If the assessment comes back with 3+ green-light sources covering substantive facts across topics (history, products, leadership, milestones), the page is realistic. If it comes back with weak sources or mostly passing mentions, the agency should be honest about that and either recommend building media coverage first or pivoting to a different platform (Wikidata-only, Simple English Wikipedia).
What to do if your source base is weak
Three options, in order of effort:
Build the source base. A 6-12 month media coverage program targeted at outlets Wikipedia accepts. More expensive and slower than a Wikipedia page itself, but the only path that creates lasting notability.
Pivot to Simple English Wikipedia. The notability bar is meaningfully lower than the main edition while preserving most of the SEO and AI-visibility benefits.
Pivot to Wikidata only. A clean structured-data entity captures Knowledge Graph and LLM coverage without needing a Wikipedia article at all. Realistic for almost any brand with a few independent sources.

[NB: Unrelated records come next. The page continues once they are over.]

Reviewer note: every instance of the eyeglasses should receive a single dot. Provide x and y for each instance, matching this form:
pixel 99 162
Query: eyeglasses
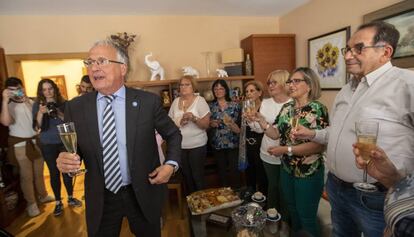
pixel 185 84
pixel 357 49
pixel 294 81
pixel 99 62
pixel 273 83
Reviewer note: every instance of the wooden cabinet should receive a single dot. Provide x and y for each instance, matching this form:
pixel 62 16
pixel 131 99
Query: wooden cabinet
pixel 270 52
pixel 204 84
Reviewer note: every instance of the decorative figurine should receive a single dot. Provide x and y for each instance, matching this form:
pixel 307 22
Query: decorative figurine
pixel 155 68
pixel 221 73
pixel 190 71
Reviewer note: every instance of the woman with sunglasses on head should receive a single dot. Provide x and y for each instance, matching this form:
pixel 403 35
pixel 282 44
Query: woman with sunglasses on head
pixel 191 114
pixel 47 114
pixel 270 108
pixel 302 174
pixel 255 175
pixel 224 125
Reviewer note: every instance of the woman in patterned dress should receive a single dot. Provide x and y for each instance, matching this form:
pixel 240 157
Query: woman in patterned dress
pixel 302 174
pixel 224 128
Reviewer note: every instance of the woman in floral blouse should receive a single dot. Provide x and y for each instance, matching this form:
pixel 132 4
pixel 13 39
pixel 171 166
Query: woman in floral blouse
pixel 302 175
pixel 225 117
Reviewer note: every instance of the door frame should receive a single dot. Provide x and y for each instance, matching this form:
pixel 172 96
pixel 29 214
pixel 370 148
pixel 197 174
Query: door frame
pixel 14 61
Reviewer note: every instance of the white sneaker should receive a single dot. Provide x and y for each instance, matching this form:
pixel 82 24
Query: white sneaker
pixel 46 199
pixel 33 210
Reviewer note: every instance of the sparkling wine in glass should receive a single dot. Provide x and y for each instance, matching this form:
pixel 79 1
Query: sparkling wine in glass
pixel 367 133
pixel 294 121
pixel 249 107
pixel 227 120
pixel 68 136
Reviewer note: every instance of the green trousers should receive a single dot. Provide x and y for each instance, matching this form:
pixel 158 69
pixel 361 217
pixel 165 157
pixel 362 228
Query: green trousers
pixel 302 197
pixel 274 191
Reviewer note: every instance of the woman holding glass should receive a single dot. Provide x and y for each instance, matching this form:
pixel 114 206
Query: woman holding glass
pixel 224 125
pixel 255 175
pixel 270 108
pixel 191 114
pixel 48 113
pixel 302 174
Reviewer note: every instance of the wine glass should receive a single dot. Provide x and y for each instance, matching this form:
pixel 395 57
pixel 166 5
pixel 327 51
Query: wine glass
pixel 294 118
pixel 68 136
pixel 367 133
pixel 227 120
pixel 249 107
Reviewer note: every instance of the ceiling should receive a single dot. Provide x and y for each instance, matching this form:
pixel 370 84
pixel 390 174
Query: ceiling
pixel 150 7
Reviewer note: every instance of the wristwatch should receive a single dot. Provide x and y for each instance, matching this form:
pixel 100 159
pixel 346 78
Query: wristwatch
pixel 290 151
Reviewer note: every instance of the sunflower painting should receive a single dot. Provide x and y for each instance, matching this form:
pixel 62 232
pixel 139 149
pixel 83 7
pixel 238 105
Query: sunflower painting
pixel 325 59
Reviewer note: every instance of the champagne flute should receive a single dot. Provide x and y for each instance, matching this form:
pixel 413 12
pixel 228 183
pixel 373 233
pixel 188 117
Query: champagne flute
pixel 68 136
pixel 249 107
pixel 367 133
pixel 227 120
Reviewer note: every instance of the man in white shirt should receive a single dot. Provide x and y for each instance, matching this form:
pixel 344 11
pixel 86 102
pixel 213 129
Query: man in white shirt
pixel 378 92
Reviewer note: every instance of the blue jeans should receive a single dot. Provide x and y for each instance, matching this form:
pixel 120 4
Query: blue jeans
pixel 354 211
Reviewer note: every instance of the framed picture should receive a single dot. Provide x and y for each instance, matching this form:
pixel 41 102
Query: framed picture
pixel 59 80
pixel 324 57
pixel 401 15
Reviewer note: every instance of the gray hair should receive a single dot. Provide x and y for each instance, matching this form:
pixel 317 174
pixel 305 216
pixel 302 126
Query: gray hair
pixel 121 52
pixel 312 79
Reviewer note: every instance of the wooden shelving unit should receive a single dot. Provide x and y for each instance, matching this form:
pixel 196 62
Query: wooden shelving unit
pixel 203 84
pixel 146 84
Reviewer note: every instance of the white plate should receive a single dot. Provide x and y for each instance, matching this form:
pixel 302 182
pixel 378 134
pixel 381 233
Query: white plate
pixel 277 218
pixel 261 200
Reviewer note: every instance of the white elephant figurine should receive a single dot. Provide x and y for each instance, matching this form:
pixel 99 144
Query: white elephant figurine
pixel 155 68
pixel 221 73
pixel 190 71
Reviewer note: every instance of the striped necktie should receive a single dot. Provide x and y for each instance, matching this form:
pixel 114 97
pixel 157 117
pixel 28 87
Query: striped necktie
pixel 112 169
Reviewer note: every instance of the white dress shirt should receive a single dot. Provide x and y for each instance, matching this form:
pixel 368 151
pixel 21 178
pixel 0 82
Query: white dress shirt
pixel 389 100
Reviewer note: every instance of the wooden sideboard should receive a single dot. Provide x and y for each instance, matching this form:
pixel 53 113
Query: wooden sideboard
pixel 203 84
pixel 270 52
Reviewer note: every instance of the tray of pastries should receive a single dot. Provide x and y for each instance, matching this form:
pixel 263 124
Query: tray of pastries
pixel 209 200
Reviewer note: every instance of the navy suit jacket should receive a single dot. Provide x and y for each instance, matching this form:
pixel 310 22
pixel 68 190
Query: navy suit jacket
pixel 144 115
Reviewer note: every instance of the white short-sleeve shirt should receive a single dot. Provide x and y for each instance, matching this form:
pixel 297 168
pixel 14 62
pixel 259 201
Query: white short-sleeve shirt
pixel 193 136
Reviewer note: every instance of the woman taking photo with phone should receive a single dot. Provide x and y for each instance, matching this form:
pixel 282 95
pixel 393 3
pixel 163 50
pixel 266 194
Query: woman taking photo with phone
pixel 47 114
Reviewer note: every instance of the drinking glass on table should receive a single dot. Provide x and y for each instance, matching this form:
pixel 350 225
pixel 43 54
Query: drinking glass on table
pixel 367 133
pixel 68 136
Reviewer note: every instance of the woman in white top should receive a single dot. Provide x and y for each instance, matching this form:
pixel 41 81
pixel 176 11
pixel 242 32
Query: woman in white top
pixel 16 113
pixel 192 115
pixel 270 107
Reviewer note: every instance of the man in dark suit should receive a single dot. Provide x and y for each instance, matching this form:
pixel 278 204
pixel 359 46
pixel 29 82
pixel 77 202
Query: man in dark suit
pixel 132 186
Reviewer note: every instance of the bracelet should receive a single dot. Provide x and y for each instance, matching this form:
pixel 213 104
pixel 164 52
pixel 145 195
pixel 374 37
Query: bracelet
pixel 267 127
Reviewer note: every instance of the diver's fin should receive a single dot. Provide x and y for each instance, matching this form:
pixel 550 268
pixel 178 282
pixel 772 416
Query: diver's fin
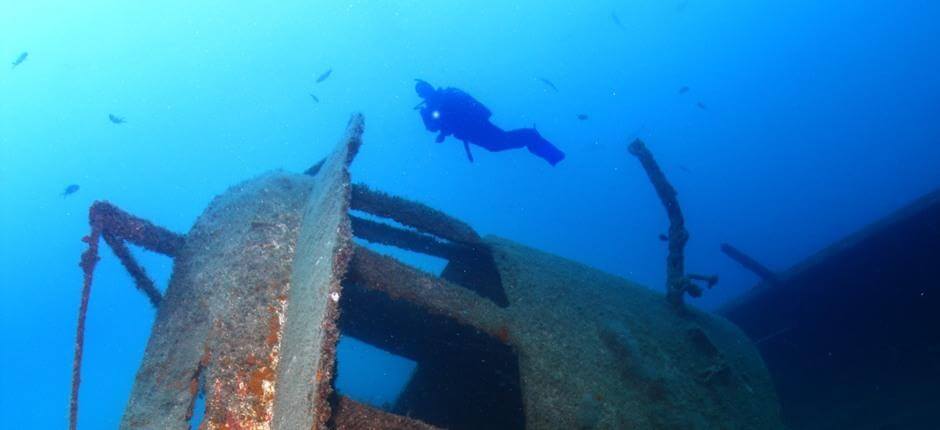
pixel 466 147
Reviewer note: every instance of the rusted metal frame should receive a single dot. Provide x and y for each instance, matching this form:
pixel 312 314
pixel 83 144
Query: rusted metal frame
pixel 138 231
pixel 749 263
pixel 419 216
pixel 412 241
pixel 324 245
pixel 374 271
pixel 115 226
pixel 677 282
pixel 141 280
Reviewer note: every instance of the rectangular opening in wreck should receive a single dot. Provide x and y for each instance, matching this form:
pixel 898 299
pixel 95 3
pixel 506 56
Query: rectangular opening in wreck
pixel 469 265
pixel 464 378
pixel 371 375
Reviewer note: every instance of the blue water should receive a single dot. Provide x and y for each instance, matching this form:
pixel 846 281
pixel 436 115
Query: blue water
pixel 821 118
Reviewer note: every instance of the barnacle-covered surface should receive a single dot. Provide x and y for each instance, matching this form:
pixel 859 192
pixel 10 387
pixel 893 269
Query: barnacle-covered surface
pixel 311 333
pixel 218 326
pixel 597 351
pixel 221 325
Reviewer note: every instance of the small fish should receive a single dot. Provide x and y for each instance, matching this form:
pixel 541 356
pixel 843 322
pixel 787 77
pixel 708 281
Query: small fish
pixel 19 60
pixel 637 133
pixel 69 190
pixel 323 76
pixel 549 84
pixel 616 20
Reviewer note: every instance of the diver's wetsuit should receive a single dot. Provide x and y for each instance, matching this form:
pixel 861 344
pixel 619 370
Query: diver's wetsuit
pixel 452 112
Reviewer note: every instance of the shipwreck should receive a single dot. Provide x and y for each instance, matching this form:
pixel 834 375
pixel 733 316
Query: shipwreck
pixel 506 337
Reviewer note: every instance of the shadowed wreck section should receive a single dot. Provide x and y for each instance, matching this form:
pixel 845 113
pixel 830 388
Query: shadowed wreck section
pixel 505 337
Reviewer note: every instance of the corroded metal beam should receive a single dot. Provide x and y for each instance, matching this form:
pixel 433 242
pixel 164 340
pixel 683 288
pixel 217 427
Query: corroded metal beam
pixel 419 216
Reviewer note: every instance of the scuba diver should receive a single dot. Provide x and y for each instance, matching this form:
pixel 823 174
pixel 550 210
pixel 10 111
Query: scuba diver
pixel 452 112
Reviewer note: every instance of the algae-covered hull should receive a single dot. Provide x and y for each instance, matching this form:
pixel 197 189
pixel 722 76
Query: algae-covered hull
pixel 506 337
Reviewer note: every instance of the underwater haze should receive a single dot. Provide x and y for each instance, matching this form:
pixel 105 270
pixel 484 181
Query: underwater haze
pixel 784 126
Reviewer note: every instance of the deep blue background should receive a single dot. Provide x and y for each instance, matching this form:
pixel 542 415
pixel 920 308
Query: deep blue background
pixel 821 118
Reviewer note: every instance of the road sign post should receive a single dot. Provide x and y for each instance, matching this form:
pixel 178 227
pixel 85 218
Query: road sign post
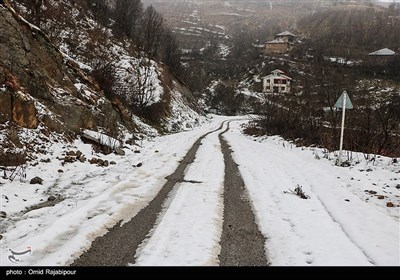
pixel 344 103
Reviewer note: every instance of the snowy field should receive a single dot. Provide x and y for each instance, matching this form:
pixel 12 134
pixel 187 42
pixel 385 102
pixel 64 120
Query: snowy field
pixel 344 222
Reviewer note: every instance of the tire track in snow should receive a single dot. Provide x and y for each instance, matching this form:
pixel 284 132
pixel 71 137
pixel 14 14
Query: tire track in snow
pixel 242 243
pixel 118 247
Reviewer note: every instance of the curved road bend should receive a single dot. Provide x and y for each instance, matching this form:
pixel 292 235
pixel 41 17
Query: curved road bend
pixel 118 246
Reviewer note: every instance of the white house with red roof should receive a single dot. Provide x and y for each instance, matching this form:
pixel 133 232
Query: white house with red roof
pixel 276 82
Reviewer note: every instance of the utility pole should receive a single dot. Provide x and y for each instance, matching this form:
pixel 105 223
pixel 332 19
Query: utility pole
pixel 344 103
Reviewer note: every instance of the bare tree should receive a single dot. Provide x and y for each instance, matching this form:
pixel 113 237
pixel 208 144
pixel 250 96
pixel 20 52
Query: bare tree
pixel 152 30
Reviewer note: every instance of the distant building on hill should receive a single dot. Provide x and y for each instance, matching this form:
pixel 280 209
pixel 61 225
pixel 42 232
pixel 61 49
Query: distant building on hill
pixel 276 82
pixel 282 43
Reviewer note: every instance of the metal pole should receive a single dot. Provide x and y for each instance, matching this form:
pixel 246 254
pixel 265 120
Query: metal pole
pixel 342 129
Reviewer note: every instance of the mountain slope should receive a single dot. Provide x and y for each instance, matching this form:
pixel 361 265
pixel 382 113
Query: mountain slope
pixel 49 83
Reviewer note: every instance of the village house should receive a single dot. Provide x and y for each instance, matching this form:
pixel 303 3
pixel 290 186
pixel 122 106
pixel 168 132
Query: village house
pixel 381 57
pixel 276 82
pixel 282 43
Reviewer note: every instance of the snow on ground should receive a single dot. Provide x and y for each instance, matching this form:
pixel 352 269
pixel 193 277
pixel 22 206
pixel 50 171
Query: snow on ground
pixel 336 226
pixel 182 117
pixel 190 229
pixel 90 198
pixel 340 224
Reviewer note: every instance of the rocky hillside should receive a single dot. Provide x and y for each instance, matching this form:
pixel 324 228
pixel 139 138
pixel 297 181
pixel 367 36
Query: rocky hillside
pixel 49 90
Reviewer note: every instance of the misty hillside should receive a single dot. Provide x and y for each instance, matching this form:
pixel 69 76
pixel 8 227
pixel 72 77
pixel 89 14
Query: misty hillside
pixel 223 52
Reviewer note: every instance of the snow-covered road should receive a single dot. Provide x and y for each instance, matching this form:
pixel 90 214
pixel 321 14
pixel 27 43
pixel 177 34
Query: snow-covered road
pixel 339 225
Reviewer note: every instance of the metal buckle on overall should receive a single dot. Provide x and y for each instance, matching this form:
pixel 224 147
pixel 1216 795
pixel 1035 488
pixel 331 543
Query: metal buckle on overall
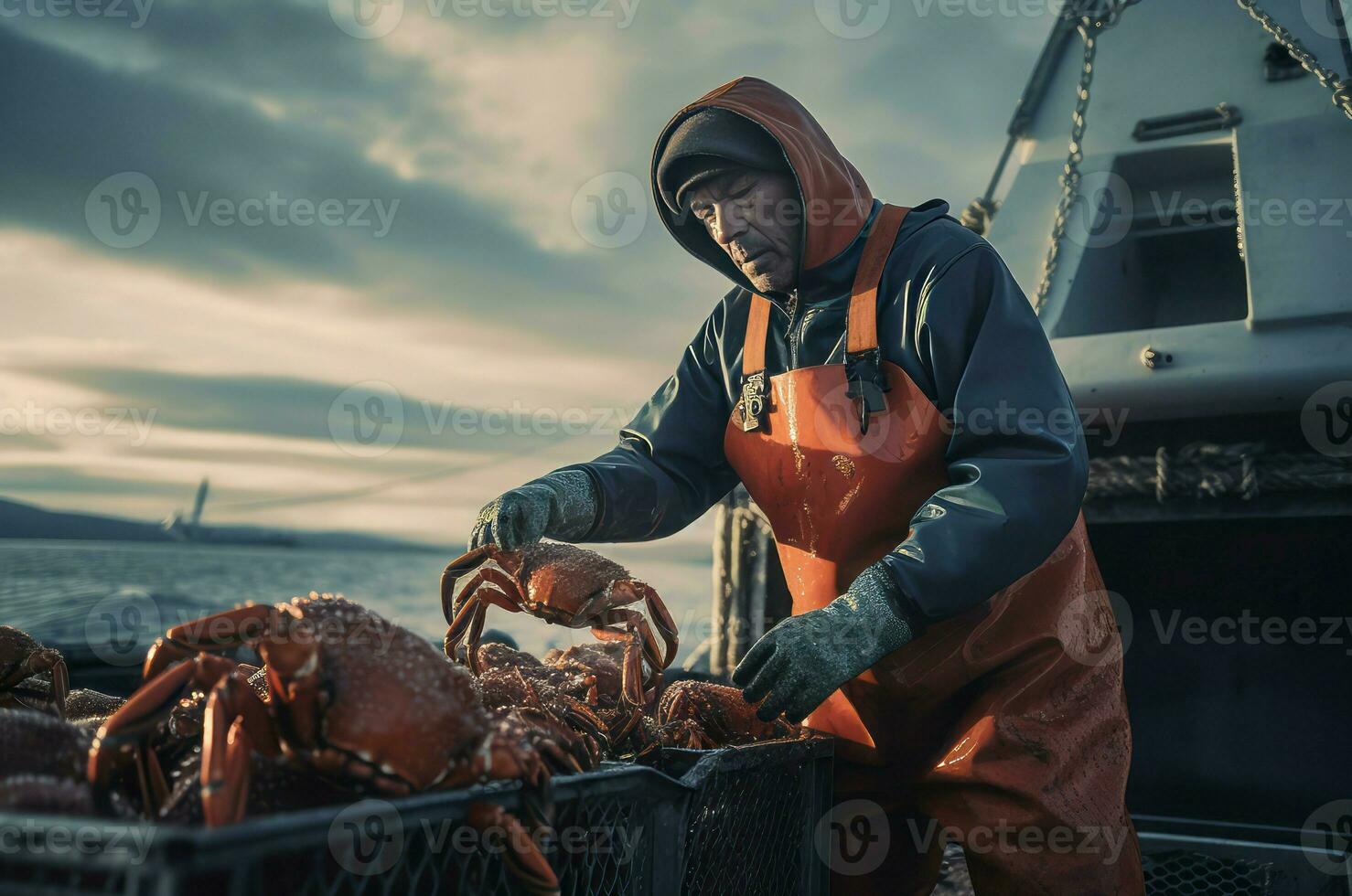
pixel 865 384
pixel 753 401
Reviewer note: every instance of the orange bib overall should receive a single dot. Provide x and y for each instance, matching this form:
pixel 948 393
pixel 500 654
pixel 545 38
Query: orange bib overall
pixel 984 729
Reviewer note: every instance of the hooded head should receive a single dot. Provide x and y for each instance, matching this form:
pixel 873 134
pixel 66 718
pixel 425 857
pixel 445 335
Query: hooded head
pixel 752 126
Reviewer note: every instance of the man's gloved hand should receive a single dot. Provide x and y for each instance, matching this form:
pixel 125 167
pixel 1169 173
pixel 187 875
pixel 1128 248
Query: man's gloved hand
pixel 562 506
pixel 805 658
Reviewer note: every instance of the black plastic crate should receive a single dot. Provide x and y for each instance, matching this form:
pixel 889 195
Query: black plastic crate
pixel 753 816
pixel 614 833
pixel 717 820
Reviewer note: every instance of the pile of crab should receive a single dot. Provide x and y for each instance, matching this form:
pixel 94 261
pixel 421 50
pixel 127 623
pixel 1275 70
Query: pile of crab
pixel 348 703
pixel 610 692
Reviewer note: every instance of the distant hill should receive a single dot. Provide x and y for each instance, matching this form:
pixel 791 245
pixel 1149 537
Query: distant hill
pixel 28 520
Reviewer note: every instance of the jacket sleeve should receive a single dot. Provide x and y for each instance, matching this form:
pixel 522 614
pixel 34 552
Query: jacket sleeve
pixel 1015 461
pixel 668 466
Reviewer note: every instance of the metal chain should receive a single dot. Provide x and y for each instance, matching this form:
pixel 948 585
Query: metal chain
pixel 1328 77
pixel 1097 17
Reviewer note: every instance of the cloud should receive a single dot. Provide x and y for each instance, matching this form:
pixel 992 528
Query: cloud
pixel 481 296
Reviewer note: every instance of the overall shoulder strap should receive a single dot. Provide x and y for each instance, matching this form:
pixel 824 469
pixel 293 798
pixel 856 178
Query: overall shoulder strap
pixel 757 328
pixel 867 384
pixel 863 304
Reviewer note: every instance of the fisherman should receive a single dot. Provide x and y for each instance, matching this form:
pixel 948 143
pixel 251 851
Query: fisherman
pixel 885 390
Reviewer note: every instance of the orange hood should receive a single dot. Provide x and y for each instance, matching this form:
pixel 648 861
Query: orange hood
pixel 834 195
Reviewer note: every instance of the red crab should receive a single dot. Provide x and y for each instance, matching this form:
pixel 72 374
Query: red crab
pixel 31 676
pixel 350 696
pixel 517 683
pixel 564 585
pixel 702 715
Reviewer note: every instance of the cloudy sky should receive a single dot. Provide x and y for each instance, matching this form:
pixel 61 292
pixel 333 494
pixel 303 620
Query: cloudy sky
pixel 399 257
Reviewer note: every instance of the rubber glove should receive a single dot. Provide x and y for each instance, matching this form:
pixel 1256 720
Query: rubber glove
pixel 805 658
pixel 560 506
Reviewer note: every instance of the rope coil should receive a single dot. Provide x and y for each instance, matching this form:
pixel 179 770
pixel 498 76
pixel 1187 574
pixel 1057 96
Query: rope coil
pixel 1207 471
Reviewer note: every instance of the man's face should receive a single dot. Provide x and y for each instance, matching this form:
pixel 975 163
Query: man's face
pixel 755 218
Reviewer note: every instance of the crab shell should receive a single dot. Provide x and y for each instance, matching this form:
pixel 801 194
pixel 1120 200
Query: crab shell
pixel 31 676
pixel 722 714
pixel 560 580
pixel 357 696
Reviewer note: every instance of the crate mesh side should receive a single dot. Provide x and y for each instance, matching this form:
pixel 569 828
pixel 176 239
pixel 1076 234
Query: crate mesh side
pixel 746 830
pixel 1185 873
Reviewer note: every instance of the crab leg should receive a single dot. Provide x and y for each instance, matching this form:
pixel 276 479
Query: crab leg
pixel 218 632
pixel 129 729
pixel 631 676
pixel 500 591
pixel 37 663
pixel 237 723
pixel 661 619
pixel 523 859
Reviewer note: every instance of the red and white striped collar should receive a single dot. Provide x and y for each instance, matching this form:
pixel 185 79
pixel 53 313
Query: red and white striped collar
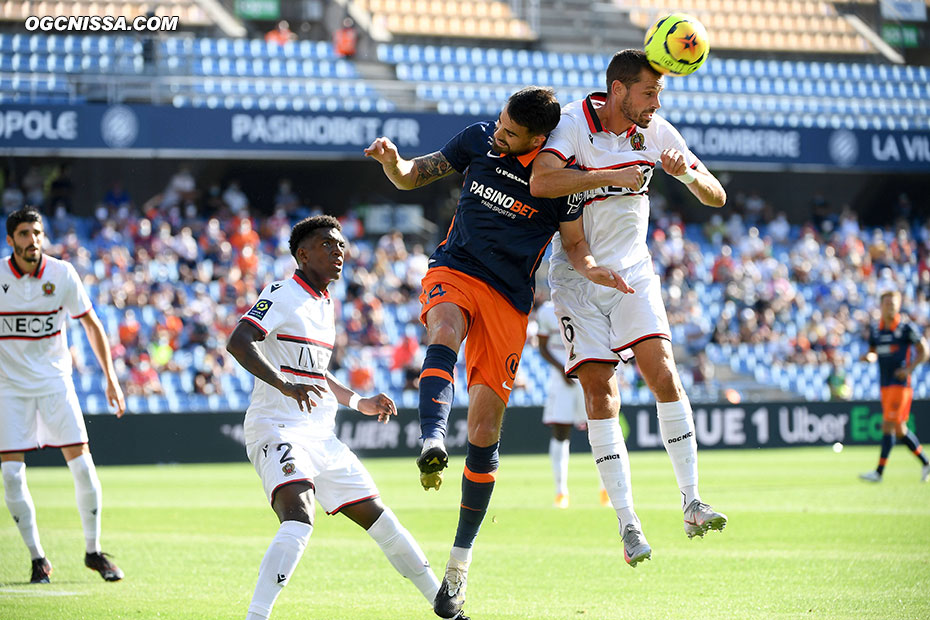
pixel 301 279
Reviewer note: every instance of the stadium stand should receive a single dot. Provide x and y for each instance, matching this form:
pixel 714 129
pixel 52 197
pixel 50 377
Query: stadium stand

A small library to bookmark
If your comms or legal team wants to dig into Wikipedia's own policy framework:
- Wikipedia:Reliable sources
- Wikipedia:Reliable sources/Perennial sources
- Wikipedia:Notability (organizations and companies)
- Wikipedia:Conflict of interest
- Wikipedia:Identifying PR
The policies are written in plain language and answer most of the questions internal teams have before signing off on a Wikipedia project.